Overall, the report shows the amount of professionally managed assets in the U.S. is $46 trillion, a 15% increase over the previous year. Those assets are closely split between retail (47.8%) and institutional (52.2%), and the data shows a growing shift to retail from institutional. In 2007, the amount of assets was closer to 60% institutional versus 40% retail, Brendan Powers, senior analyst and lead author of the report, told ThinkAdvisor. The study also found retail client assets having a 19.6% year-over-year growth versus 10.9% for institutional client assets.

“Part of the growth of retail is chunks of assets are moving from traditionally institutional client channels to retail client channels,” he said. “the best example is an IRA rollover, moving out of [defined contribution] or pension plans, to be managed by an advisor.”

Most of this is due to the aging demographics of the United States, he explained. “The baby boomers are retiring and taking distributions from employee-sponsored retired accounts and rolling them into IRAs or to RIAs,” he said.

Another part of the growth has been the continued bull run in the stock market, which more retail is exposed to while institutional channels have placed more in fixed income products, he noted.

Powers also highlighted that the pre-eminent investment vehicle is open-end mutual funds, which have 31.6% of market share, up slightly over 2016, and boosting $14.7 trillion in assets through 2017.

“Advisors in the retail channel still use mutual funds for active exposure,” Powers said, while on the institutional side, particularly defined contribution funds, half of the assets are in mutual funds.

“One trend we see is the industry is taking a more vehicle-agnostic approach to product,” Powers said. “Asset managers from the supply side are working to build out vehicle offerings, to offer more than just mutual funds, for the client to choose which wrapper to use for which strategy.”

Although the “biggest beneficiaries” are ETFs on the retail side and separate managed accounts on institutional side, Powers says CITs, which now have $3 trillion in assets at end of 2017, an 8.5% growth year over year, are growing more popular. These products are not governed by the Investment Company Act of 1940 nor need to be registered with the Securities and Exchange Commission. Instead they are regulated by the Office of the Comptroller of the Currency. They are largely designed for 401(k) plans and are tailored to match the plan strategy, as well are usually lower cost than mutual funds.

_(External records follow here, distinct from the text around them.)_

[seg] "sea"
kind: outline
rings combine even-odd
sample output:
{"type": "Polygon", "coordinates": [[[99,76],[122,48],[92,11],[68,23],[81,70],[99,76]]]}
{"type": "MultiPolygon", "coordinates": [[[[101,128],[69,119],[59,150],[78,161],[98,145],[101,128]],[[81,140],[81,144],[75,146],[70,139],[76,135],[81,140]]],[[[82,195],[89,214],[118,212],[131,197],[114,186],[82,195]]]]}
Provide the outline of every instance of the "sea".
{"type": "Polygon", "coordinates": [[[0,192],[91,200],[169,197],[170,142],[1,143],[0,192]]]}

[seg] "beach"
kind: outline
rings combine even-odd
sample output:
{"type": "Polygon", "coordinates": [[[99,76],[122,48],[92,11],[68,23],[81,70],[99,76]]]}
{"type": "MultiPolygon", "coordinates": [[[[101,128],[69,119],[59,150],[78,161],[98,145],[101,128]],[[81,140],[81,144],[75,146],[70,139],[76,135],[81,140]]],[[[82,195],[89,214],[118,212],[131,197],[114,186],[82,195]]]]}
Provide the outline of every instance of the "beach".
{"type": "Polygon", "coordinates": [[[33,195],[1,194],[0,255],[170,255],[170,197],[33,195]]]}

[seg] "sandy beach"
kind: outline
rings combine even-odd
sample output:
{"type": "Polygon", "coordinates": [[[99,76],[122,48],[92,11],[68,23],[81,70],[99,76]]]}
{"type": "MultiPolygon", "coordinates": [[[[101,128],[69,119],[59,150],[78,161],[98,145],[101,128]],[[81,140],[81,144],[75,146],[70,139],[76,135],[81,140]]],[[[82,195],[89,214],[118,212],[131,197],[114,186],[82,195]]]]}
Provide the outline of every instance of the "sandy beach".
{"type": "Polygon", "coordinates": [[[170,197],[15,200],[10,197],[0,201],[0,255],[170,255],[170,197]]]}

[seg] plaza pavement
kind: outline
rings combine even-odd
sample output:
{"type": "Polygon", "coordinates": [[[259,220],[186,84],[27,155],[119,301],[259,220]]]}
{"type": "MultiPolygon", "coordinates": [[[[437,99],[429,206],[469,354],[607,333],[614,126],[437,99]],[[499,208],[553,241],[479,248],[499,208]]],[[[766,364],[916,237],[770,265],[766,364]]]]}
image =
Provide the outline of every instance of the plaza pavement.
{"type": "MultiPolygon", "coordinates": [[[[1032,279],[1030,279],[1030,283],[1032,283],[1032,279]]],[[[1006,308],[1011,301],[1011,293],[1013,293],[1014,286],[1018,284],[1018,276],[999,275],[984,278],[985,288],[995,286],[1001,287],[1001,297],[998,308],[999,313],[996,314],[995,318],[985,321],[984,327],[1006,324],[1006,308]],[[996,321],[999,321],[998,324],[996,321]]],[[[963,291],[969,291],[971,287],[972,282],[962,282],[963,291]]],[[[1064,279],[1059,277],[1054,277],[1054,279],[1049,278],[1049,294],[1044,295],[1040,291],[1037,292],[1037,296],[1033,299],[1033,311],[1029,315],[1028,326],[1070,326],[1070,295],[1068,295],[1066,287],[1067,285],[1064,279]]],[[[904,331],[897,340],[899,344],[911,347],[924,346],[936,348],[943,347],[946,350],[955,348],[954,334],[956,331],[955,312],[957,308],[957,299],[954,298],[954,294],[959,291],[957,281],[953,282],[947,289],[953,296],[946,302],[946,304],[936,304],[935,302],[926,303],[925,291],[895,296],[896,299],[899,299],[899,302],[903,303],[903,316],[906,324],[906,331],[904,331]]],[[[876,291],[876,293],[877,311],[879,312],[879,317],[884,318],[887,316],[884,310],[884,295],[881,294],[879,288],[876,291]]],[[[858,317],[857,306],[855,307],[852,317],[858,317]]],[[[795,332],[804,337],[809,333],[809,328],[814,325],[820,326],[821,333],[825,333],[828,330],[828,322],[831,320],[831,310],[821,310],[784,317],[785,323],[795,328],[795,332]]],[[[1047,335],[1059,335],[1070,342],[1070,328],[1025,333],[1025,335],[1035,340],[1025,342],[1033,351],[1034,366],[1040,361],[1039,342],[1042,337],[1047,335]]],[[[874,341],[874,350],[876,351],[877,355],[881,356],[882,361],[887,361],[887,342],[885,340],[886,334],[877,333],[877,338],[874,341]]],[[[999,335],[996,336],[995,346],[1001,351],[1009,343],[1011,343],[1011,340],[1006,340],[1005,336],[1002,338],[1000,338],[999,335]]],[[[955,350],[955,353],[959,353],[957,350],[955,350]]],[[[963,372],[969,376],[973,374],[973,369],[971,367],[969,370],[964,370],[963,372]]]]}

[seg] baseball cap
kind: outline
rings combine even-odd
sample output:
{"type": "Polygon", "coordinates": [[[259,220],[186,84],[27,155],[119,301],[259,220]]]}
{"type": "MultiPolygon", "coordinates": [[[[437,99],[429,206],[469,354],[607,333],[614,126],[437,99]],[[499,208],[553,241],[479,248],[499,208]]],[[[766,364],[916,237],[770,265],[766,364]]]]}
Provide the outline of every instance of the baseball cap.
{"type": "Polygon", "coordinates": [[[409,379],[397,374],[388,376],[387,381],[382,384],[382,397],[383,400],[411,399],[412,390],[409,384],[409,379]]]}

Other findings of the study:

    • Retail variable annuity sales have shrunk. Gross sales fell to $77.1 billion, while net sales slipped once again into negative territory, ($54.5 billion). Fixed annuity assets have expanded at a 10-year compound annual growth rate of 5.9%.
    • Wirehouses remain the largest retail channel, with $7.2 trillion in assets. Just behind them are retail direct investor platform channels with $6.9 trillion. However, “stripping out double-counting and non-addressable assets, both wirehouse and retail direct platform channel assets total $4.5 triliion,” according to the report.
  • The independent RIA channel had the largest year-over-year growth of 20.4%, with just less than $3 trillion in assets.
  • Financial advisor headcount rose to 311,305, with the largest percent increase of 4.8% in the independent RIA group, while retail bank broker-dealer group grew at 2.7% and national  and regional BDs at 2.1%.
  • Wirehouse advisors accounted for just 15% of all advisors by headcount but control 35.4% of all advisor assets.
  • Total high-net-worth client assets were $8.4 trillion in 2016. Private bank and bank trusts managing these funds are losing share, managing 34% of those assets.
  • Regarding institutional assets, 401(k)s, at about $5.5 trillion, grew 16% between 2016 and 2017.
  • IRA assets also grew past $9 trillion in 2017, up 13.9% over 2016.